Hi all,
I was just toying around with trying to optimize some things in my emulator and found out something which apparently has quite some impact on performance.
Somewhere in the rendering in an inner loop, I do this:
vdp.pixels[p++] = ((b & 0x80) == 0x80) ? fc : bc;
vdp.pixels[p++] = ((b & 0x40) == 0x40) ? fc : bc;
vdp.pixels[p++] = ((b & 0x20) == 0x20) ? fc : bc;
vdp.pixels[p++] = ((b & 0x10) == 0x10) ? fc : bc;
vdp.pixels[p++] = ((b & 0x08) == 0x08) ? fc : bc;
vdp.pixels[p++] = ((b & 0x04) == 0x04) ? fc : bc;
vdp.pixels[p++] = ((b & 0x02) == 0x02) ? fc : bc;
vdp.pixels[p] = ((b & 0x01) == 0x01) ? fc : bc;
This renders one line (8 pixels) of a character and tests per bit if the pixel should be rendered in foreground color or background color.

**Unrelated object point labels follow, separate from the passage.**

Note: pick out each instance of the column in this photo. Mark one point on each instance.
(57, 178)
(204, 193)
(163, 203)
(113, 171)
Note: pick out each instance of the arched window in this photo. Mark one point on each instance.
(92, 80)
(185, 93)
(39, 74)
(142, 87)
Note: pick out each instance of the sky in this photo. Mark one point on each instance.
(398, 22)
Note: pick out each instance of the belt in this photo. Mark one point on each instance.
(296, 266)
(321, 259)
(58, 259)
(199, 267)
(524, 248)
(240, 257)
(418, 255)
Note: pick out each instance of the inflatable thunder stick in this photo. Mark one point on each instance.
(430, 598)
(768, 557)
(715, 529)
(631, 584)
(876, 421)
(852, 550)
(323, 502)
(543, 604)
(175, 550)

Then, as a test, I tried to change it to the following code (guessing that somehow comparing to 0 might be slightly faster):
vdp.pixels[p++] = ((b & 0x80) != 0) ? fc : bc;
vdp.pixels[p++] = ((b & 0x40) != 0) ? fc : bc;
vdp.pixels[p++] = ((b & 0x20) != 0) ? fc : bc;
vdp.pixels[p++] = ((b & 0x10) != 0) ? fc : bc;
vdp.pixels[p++] = ((b & 0x08) != 0) ? fc : bc;
vdp.pixels[p++] = ((b & 0x04) != 0) ? fc : bc;
vdp.pixels[p++] = ((b & 0x02) != 0) ? fc : bc;
vdp.pixels[p] = ((b & 0x01) != 0) ? fc : bc;
I didn’t really expect much of change (if any), but this code made the whole emulator a whopping 8% slower! Considering there’s much more going on in the emulator, and that this code wasn’t even the main bottleneck, this performance degradation struck me as quite extreme.
Furthermore, I think this little change in code should (in a perfect world) not have made any difference in performance at all because imho hotspot should be able to compile both code to something optimal.
What do you think, should I create a (quite uncritical ;)) bug report, or is there a good explanation for this?
BTW, I tested this on the java6 server VM.
-edit-: the change in code made it not 8% slower but almost 10%.